Mrs C complained about the care and treatment she received from Victoria Hospital following a car injury. She attended A&E with injuries to her right hand. An x-ray identified a fracture at the joint of her right middle finger. Mrs C was advised to keep her hand elevated in a high arm sling but the injured finger was not strapped or splinted.

The following week, she was reviewed by an orthopaedic consultant (a specialist in the treatment of diseases and injuries of the musculoskeletal system) at a fracture clinic. Mrs C stated that, at that point, the tip of the injured finger was noticeably bent over. After assessing Mrs C's injury, the consultant did not consider any additional treatment to be required at that time and discharged Mrs C to the care of her GP. However, Mrs C's finger continued to be bent over and she was later assessed by a consultant hand surgeon who identified this as a mallet deformity.

Mrs C complained that she did not think the board had treated her injured finger appropriately. She queried why her finger was not strapped when she attended A&E and why it was left untreated following the consultation at the fracture clinic. In addition to this, Mrs C queried why she was not referred to a hand surgeon and was not provided with appropriate advice and information on how best to aid the recovery of her hand.

We took independent advice from an orthopaedic consultant. In respect of the care and treatment provided in the emergency department, we found that it would have been appropriate to apply a mallet splint at this point. Although a mallet injury may not have been visible at this point and it could not be known at the time whether splinting Mrs C's injury would have a beneficial outcome, we were satisfied that the evidence suggested it would have been reasonable to support splinting the finger on a 'just in case' basis. Therefore, we upheld this aspect of the complaint.

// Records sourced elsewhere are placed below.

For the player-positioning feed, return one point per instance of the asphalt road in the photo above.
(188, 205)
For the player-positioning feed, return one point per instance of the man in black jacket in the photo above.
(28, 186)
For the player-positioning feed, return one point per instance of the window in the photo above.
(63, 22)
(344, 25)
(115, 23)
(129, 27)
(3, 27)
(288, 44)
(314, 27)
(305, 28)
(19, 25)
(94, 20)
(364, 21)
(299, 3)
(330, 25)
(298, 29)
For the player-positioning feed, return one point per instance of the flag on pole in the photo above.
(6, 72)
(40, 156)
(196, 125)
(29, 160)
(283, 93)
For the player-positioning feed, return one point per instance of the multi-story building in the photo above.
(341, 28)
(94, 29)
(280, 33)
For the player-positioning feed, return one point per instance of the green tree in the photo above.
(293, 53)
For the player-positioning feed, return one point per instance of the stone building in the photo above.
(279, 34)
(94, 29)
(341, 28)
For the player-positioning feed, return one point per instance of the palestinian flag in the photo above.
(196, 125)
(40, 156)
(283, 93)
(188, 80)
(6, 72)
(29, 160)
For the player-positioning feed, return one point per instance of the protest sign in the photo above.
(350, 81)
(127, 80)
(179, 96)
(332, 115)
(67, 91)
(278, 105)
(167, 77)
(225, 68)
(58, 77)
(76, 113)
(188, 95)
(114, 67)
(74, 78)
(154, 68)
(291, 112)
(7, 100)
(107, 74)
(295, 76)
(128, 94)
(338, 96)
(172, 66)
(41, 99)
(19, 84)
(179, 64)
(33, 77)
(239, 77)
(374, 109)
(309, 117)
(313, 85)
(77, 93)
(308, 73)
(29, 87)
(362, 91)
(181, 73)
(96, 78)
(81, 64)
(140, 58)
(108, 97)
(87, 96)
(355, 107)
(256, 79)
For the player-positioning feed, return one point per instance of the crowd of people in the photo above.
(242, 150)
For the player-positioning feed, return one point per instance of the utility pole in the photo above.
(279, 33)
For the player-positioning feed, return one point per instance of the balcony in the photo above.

In respect of the care and treatment provided following Mrs C's discharge from A&E, we found that the possibility of a mallet deformity was underappreciated following Mrs C's discharge and, in particular, at the consultation at the fracture clinic. We considered there to be enough evidence to suggest that Mrs C's finger should have been splinted when she attended the fracture clinic. A referral to a consultant hand surgeon would not have been a required course of action given the nature of Mrs C's injury. In respect of physiotherapy, we felt this is unlikely to have prevented the mallet deformity from developing.

However, the more general hand injuries may have benefited from earlier physiotherapy or home exercise. We concluded that the board failed to provide appropriate care and treatment after Mrs C was discharged from the emergency department. Therefore, we upheld Mrs C's complaint.

Recommendations

What we asked the organisation to do in this case:

  • Apologise to Mrs C for the failings identified. The apology should meet the standards set out in the SPSO guidelines on apology available at www.spso.org.uk/information-leaflets.

What we said should change to put things right in future:

  • Patients who present with hand injuries of this type should be provided with appropriate advice and information about physiotherapy or home exercise.
  • Relevant staff should be aware of when it is appropriate to apply a splint to injuries of this type.

We have asked the organisation to provide us with evidence that they have implemented the recommendations we have made on this case by the deadline we set.